Volviendo: otro que no soporto es Sábato, el autoproclamado juez moral de la nación, que no podía rebajarse a hablar coloquialmente siquiera en las entrevistas e iba desperdigando mala poesía por las secciones culturales de los diarios. Hace varios años leí una entrevista, creo que en el Río Negro, donde le preguntaban de, pongámosle, el precio de las papas, y salía con algo así como “siempre he sido oscuramente conciente de la nocturnal belleza de la muerte” y qué se yo, así que no pude seguir leyendo. Porque, no jodamos, la literatura es arte, es composición destinada a la belleza formal sobre el soporte de una historia o una idea, y el habla es comunicación puesta en práctica. Ni se habla como se escribe ni se escribe como se habla (a menos que estés escribiendo un diálogo, donde sí opino que debe entrar lo coloquial por la puerta grande, para que no quede forzado o irreal).
Pero, a pesar de cualquier consideración, Sobre héroes y tumbas es buenísimo. Tengo que reconocer que entendí la mitad, no porque fuera difícil de leer sino porque entre la belleza de las frases muchas veces no lograba ver un sentido, pero esa belleza literaria es innegable y con la mitad que entendí me alcanzó.

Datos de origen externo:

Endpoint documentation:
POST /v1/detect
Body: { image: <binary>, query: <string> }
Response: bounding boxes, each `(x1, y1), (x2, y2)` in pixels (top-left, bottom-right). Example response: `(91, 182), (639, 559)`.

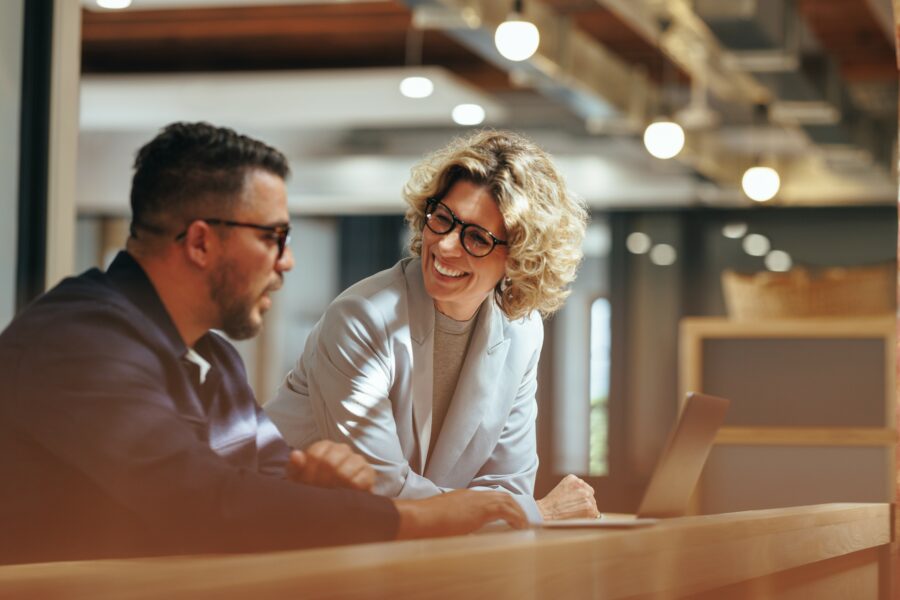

El túnel es un bostezo de proporciones cósmicas, eso sí.
Otro contra el que estaba mal predispuesto era Alejo Carpentier. Primero, porque lo recomendaba una profesora de la universidad francamente repelente. Segundo, porque es un escritor barroco y relaciono al barroquismo con la impericia a la hora de escribir: todos somos barrocos hasta que nos damos cuenta de que escribir bien no es escribir mucho sino escribir lo justo y necesario, de que tres adjetivos pueden decir menos que uno solo bien usado, de que no tenés que enterrarte en el diccionario si con las palabras que pronunciás todos los días podés expresar tus ideas lo más bien.
Empecé a leer Los pasos perdidos en noviembre y lo dejé. No me gustó. Lo retomé dos veces, creo, en las sesiones de lectura más desprestigiadas: las que se realizan en el retiro espiritual del baño. Y no había caso. Hasta que llegué al capítulo 9 y el libro despegó, para mí al menos, con unas reflexiones del personaje/narrador acerca de la Segunda Guerra Mundial. Se ve que lo anterior, la descripción de la vida aburrida y burguesa de un emigrado en Francia, me tenían muy sin cuidado, pero cuando el foco pasó al exterior, pasó de la autodescripción a la descripción del mundo, la cosa cambió y se me hizo interesante. En definitiva, del capítulo 9 en adelante, me pareció una muy buena novela. No una maravilla, pero sí mucho mejor de lo que esperaba.
Ahora, el último escritor que detesto que se me venga a la mente, es Saramago. Tendré que comprarme algo suyo que encuentre barato y ver cómo resulta eso.
Habrán notado que no nombré a Cohelo, pero no pienso dignificar a ese ladrón hijo de puta con el mote de escritor. Y me banqué un engendro suyo solamente para poder hablar con conocimiento de causa. Fueron las 100 páginas más largas de mi vida. Tardé dos semanas en leerlas, mientras las 500 de Cien años de soledad las quemé en tres o cuatro días, dependiendo de cómo haga la cuenta. Pero es que era una tortura oriental.
Antes que volver a leer algo de Cohelo me lavo los ojos con soda cáustica y una esponja Patito.